AC Milan’s trademark defeat: a misfire over meaning
Most of the IP world knows what happened in case T-353/20. Many IP newsletters, blog posts, and articles spoke about the fact that the Sixth Chamber of the General Court of the European Union had rejected the registration of the figurative European Union trademark application in the name of the world-famous football club AC Milan, in connection with stationery items.
This was due to the presence of the earlier German word mark “Milan” registered by InterES Handels- und Dienstleistungs Gesellschaft.
The sentence, which was passed down on 10 November 2021, clearly and indisputably applies all the well-known principles used to assess whether two trademarks are in conflict or not.
Nevertheless, from my point of view, it would have been important to go further and to consider real-life situations.
Tackling ‘conceptual’ similarity
The applied-for trademark is the device logo of AC Milan, which is surely recognisable for the majority of EU consumers.
Everybody knows the AC Milan Football Club. Moreover, most people will recognise the AC Milan logo, even non-soccer fans, like me.
Soccer is probably the most popular sport in Europe, in fact this sport has become more than just a game.
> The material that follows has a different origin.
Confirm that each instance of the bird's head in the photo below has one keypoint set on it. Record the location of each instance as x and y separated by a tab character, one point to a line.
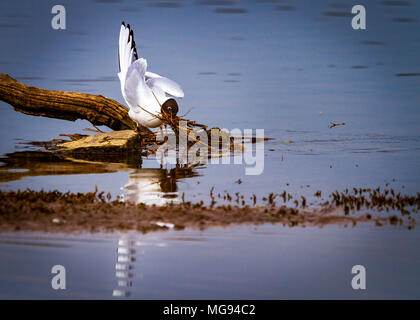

Its reach can be seen in societies at large, in politics and in economies.
In the decision under consideration, in point 114, the Court affirmed that “the applicant’s argument based on the alleged reputation of the mark applied for is entirely irrelevant” because “only the reputation of the earlier mark, and not that of the mark applied for, must be taken into account” (point 113).
The error in the above reasoning lies in the fact that in the present case it would not even be necessary to invoke the “reputation” of the applied for mark, as the issue can and must be resolved merely based on the global assessment of the risk of confusion.
This global assessment must also be made by taking into account the “conceptual” similarity of the signs.